I think another major problem with this movie was that I believe it would've been extremely effective as the final 30 minutes of the first "Unbroken" rather than being a 90-minute movie on its own. I'll hold my ground that this portion of the book is what makes the story interesting, but it's the final third of the book as opposed to being a second book on its own. There's not enough content to fill an entire movie and make it perfectly engaging, especially when you don't have a very competent team of writers to begin with. The moments where Zamperini is having nightmares about the war or seeing hallucinations of the main Japanese guy who tortured him are extremely effective. There's a scene with him at a restaurant where the server gives him rice, but he flips out because his memories with rice consistent of it being full of bugs and worms, thus making that scene effective. But in between moments like this, there's a lot of moments with everyone living life in a very normal way and those moments weren't very engaging.
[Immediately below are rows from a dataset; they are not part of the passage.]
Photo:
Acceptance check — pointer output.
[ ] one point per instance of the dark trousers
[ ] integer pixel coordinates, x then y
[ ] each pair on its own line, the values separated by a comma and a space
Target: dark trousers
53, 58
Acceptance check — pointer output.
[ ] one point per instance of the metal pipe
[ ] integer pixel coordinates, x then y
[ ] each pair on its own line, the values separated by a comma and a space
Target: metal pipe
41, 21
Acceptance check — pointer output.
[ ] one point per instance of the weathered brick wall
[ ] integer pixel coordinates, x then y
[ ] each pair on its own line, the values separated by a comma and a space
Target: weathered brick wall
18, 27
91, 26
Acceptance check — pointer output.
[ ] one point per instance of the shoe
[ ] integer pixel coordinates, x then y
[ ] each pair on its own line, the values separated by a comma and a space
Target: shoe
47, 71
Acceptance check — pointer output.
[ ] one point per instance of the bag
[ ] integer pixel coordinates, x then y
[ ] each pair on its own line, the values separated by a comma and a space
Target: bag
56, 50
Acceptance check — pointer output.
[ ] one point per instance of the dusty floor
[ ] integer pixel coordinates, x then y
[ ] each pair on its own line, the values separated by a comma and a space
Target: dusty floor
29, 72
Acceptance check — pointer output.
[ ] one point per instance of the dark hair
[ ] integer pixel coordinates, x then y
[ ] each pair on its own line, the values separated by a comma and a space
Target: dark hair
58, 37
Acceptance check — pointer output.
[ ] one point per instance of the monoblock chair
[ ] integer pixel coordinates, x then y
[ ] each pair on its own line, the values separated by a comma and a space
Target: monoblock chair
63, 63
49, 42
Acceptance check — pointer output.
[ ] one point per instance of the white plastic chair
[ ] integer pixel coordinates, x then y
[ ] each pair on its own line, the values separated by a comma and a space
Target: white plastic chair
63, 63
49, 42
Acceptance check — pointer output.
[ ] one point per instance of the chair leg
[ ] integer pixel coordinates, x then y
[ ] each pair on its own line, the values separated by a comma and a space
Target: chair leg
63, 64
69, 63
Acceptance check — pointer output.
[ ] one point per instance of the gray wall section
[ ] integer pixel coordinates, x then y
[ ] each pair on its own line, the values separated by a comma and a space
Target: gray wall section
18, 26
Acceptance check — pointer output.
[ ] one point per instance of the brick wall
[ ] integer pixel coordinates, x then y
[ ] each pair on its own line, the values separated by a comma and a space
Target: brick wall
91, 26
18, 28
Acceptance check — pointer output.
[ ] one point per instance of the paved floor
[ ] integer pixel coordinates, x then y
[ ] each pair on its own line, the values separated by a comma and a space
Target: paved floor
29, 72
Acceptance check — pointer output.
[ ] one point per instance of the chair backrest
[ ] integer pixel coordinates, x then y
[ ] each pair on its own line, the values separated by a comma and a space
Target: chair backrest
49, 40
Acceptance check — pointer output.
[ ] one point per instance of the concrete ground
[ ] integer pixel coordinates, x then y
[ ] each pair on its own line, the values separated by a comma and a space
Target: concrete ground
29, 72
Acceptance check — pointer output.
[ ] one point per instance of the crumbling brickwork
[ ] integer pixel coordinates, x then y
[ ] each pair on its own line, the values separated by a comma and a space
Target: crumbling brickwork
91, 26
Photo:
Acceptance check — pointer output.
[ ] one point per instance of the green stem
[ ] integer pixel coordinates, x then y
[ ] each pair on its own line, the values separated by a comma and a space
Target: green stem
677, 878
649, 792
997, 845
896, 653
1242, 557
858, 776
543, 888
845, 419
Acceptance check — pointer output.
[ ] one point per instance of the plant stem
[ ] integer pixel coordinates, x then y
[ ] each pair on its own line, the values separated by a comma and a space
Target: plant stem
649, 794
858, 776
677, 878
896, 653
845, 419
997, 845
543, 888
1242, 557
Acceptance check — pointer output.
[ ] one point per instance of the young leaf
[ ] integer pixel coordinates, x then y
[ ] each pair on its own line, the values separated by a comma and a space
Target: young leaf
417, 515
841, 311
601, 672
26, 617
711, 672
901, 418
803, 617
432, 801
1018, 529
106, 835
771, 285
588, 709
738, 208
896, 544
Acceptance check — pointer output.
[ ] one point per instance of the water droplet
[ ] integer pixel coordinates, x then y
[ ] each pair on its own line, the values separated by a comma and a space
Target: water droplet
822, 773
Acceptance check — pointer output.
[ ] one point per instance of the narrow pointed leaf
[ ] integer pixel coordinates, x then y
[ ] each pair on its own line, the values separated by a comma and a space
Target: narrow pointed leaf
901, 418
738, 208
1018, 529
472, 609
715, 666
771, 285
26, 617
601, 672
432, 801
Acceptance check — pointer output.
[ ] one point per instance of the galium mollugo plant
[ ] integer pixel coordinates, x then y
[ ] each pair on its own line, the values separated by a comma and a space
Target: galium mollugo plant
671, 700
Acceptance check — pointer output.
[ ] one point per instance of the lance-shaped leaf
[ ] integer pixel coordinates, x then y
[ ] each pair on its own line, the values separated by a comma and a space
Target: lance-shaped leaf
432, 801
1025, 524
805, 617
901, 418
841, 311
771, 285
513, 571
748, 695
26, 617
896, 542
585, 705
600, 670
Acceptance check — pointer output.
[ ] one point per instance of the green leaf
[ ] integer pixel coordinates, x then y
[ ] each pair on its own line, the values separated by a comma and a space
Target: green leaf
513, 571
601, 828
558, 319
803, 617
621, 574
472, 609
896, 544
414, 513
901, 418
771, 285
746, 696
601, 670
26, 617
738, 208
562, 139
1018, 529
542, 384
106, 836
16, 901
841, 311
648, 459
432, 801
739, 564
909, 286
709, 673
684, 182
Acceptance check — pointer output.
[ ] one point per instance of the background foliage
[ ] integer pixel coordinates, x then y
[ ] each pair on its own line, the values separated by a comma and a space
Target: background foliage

They spent a long time on the love story between him and his wife and that love story wasn't very interesting, which in turn made the sequences at the end with their marriage falling apart less emotionally impactful given that I wasn't as invested.
That said, I walked out of this film having been much less offended at the final result than the first movie. Yes, Angelina Jolie made a better film on a technical scale than Harold Cronk did in this sequel. But whereas Jolie and company ripped the heart and soul out of Zamerini's story, Cronk and company actually had good intentions and stayed true to the full story. It's a lower quality film, but it's a more accurate film that does a better job at doing justice to the story and to the book that I have come to love. In a perfect world, perhaps we could combine the two films into one proper "Unbroken" film that tells the whole story of Zamperini as told in Hillenbrand's and does so with proper cinematic qualities, as in good acting, good directing, good cinematography and good storytelling abilities. And maybe the perfect person for that would be Mel Gibson, who has proven to be great with his war films in accurately capturing the horrors of war, but also being able to do justice to the religious side of things, like he did with "Hacksaw Ridge." Given that he also directed "The Passion of the Christ," I think he'd be the perfect director to make a proper "Unbroken" film. But alas, we'll just have to live with what we have. My grade for "Unbroken: Path to Redemption" is a 7/10.